Signal-to-noise ratio was considered in the article of D. J. Gilderdale et.al. in "The Performance of Mutually-Coupled Coils for Magnetic Resonance Signal Recovery," Proc. SMRM, p. 956 (1989). The authors concluded that in an inductively coupled coil system, the best SNR is obtained when the primary and secondary coils are slightly overcoupled and the lower frequency peak of the coil system frequency response is tuned to the frequency of interest.
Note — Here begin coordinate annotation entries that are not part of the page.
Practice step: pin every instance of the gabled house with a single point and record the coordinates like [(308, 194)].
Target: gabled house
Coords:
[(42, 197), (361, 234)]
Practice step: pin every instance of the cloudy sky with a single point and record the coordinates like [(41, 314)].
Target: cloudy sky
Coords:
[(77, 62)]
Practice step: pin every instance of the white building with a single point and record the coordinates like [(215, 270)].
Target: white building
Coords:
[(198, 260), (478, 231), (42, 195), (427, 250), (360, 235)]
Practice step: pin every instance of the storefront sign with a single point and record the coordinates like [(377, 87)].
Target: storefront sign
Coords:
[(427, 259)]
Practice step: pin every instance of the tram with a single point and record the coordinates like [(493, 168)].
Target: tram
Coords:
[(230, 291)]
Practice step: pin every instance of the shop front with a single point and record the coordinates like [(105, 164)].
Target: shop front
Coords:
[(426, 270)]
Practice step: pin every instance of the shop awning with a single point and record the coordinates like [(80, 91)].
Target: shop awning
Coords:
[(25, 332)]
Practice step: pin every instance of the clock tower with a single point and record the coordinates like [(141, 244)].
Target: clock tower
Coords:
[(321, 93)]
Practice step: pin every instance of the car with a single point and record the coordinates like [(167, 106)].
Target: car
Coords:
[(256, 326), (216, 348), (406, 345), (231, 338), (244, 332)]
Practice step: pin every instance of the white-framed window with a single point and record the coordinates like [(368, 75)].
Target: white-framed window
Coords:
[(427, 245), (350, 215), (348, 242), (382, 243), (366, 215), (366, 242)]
The SNR of inductively coupled systems in which the secondary coil is significantly larger than the primary coil was investigated in the paper by S. N. Wright, "Estimation of the SNR Loss Due To Inductive Coupling Loops," Proc. SMRM, p. 955 (1989). The paper concludes that there will be less than a five percent drop in SNR of the coupled system relative to the primary alone, if the input resistance of the system is greater than ten times the primary coil resistance.
Finally, L. Darrasse et.al., "Optimization of Receiver Coil Bandwidth by Inductive Coupling," Proc. SMRM, p. 1340 (1990) discloses a strongly overcoupled inductively coupled coil having a large bandwidth for fast scanning on a low field MRI system.
Significantly, the prior art largely relies on an analysis of inductively coupled coils which is based on a lumped parameter circuit model. There is little, if any, consideration of the spatial sensitivity distribution of the primary coil, and usually there is a tacit assumption that the NMR signal is received by only the primary coil, and then inductively coupled to the secondary coil. Additionally, signal-to-noise ratio is evaluated in terms of the NMR signal voltage and the noise voltage which is output from the secondary coil; not the SNR of the image which is ultimately formed. However, the spatial sensitivity of the coil system can play a determinative role in the image SNR that is achieved.